The Census Bureau reported this week that the median household income–the midpoint for the nation–is just over $50,000.
Taranto claims that, because the AP didn’t quote Romney directly — the candidate said “middle income is $200,000 to $250,000 and less” — the wire service “misrepresents the facts in order to score a partisan point against Romney.”
Romney was in fact attempting to defend his tax plan, which he has claimed (implausibly) does not raise taxes on the middle class. The problem is, the study by Martin Feldstein Romney cites to support this contention demonstrates that the only way to cut tax rates for the rich without hitting the middle class is to define “middle class” as anyone earning less than $100,000. For those making between $100,000 and $250,000, the loss of deductions and credits would lead to massive tax hikes. In that context, Romney’s remark is less an out-of-touch elitist assumption than an awkward error forced by his mathematically impossible tax plan. In the debate over taxes, $250,000 is defined by both Republicans and Democrats as the dividing line between middle class and upper income. Bizarrely, Taranto also faults reporter Steve Peoples thus:
Oh, and how does President Obama answer the question? Peoples again: “President Barack Obama has defined ‘middle class’ as income up to $250,000 a year.”
The problem with the AP is that it points out that, if Romney is an elitist, the president is, too? Hypocrisy would be painting Obama as a champion of the middle class while poking Romney for holding an identical position. The line quoted by Taranto is in fact the opposite of hypocrisy.
So is the AP attempting to “score a partisan point” by reporting the candidate’s own words? If so, the Wall Street Journal itself is in the tank for Obama. It seems Taranto doesn’t read his own paper (or perhaps he considers Journal owner Rupert Murdoch just another anti-colonial foreigner). The Journal’s Washington Wire blog posts, “Romney: Middle-Income Reaches to $250,000.”
For Mr. Romney, whose net worth could be as much as $250 million, it was a potentially awkward moment, one that could underscore perceptions among some that he’s a bit out of touch with average families’ kitchen-table concerns.
Median household income in the U.S. is just over $50,000 these days.
That’s an even more direct indictment of Romney than the AP article. Can we expect Monday’s Taranto column to blast his employer for engaging in class warfare?

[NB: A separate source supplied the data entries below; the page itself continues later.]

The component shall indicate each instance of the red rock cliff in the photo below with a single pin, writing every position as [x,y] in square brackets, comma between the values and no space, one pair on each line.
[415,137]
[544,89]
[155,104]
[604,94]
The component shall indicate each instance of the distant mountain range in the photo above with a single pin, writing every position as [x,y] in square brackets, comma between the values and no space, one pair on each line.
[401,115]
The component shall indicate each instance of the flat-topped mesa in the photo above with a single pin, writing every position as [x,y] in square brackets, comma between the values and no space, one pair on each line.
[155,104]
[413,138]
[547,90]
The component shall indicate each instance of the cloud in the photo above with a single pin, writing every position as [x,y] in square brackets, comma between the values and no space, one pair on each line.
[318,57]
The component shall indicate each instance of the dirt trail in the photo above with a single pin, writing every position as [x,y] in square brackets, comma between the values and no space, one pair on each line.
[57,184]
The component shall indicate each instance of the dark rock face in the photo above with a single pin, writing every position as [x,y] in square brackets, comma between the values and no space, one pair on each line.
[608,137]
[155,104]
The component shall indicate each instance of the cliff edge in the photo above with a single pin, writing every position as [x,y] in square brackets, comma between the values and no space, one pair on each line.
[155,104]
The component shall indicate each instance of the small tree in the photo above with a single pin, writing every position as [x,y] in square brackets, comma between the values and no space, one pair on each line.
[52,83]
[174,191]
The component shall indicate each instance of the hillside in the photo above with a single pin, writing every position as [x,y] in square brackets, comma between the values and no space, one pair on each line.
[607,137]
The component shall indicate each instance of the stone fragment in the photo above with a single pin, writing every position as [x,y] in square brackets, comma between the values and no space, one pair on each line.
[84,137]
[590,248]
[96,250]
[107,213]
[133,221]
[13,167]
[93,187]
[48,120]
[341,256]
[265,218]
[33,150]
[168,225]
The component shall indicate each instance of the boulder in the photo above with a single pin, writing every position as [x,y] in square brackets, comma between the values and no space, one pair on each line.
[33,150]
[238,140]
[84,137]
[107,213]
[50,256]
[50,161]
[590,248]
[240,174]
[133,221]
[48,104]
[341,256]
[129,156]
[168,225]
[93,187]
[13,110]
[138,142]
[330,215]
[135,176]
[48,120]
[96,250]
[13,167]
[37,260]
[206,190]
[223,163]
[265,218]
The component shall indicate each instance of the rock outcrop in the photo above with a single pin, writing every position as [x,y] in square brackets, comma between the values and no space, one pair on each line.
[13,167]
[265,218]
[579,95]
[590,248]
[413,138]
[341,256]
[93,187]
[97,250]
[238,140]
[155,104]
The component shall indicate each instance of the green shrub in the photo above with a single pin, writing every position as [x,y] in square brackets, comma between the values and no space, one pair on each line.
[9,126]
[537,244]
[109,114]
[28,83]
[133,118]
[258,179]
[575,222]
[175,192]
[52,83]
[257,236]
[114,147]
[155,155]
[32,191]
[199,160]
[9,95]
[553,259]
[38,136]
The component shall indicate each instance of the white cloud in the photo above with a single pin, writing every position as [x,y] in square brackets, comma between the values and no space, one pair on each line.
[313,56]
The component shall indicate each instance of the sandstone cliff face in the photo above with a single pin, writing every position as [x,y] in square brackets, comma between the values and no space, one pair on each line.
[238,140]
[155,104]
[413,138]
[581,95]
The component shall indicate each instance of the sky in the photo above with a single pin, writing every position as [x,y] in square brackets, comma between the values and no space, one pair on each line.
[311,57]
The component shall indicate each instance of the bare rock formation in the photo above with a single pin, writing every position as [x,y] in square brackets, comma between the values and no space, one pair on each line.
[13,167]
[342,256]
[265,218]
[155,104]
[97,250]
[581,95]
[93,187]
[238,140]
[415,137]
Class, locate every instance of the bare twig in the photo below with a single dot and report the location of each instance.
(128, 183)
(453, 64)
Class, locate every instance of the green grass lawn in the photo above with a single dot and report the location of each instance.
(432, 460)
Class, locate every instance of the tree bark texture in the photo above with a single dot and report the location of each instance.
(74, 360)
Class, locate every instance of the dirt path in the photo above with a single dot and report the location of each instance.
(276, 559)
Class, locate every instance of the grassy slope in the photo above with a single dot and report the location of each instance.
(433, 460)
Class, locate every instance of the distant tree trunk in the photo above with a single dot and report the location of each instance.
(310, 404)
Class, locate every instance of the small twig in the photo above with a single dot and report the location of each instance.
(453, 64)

Ironically, it’s a liberal blogger, not the conservative paper of record, who comes to Romney’s defense. New York Magazine’s Jonathan Chait — who, if he merited inclusion in a Taranto column, would certainly be demeaned as “someone named Jon Chait” — nips the latest Mitt-the-elitist narrative in the bud. Chait’s post begins with a characteristic barb, but he goes on to offer a fairly lengthy defense of the Republican candidate:
Let’s stop this meme before it gets started. Mitt Romney did not say that a salary between $200,000 and $250,000 a year counts as “middle income.” I suppose you could say he asserted that if you used the truth standards of the Romney campaign — which allow you to clip phrases to change their meanings or even to present a person quoting something he disagrees with as his own position — but those aren’t truth standards I’d care to live by. What Romney actually said, in his interview with George Stephanopolous, was that he would not raise taxes on people earning below that level.
Oh, those biased lefties.
Of course, it would be a bit uncomfortable for Taranto to accuse the Journal of not being conservative enough — sort of like the far right jumping on Karl Rove, of all people, for insufficient ideological purity when it was revealed that he had urged the Komen Foundation to restore funding to Planned Parenthood. (As RedState’s Eric Erickson tweeted, “Ever had concerns about Karl Rove? Add this to the list.”) Maybe Taranto should take a break from media criticism and just stick to his usual tirades against Muslims, teachers and feminists. You know, all those people who — along with the AP, apparently — are bringing about the decline of Western civilization.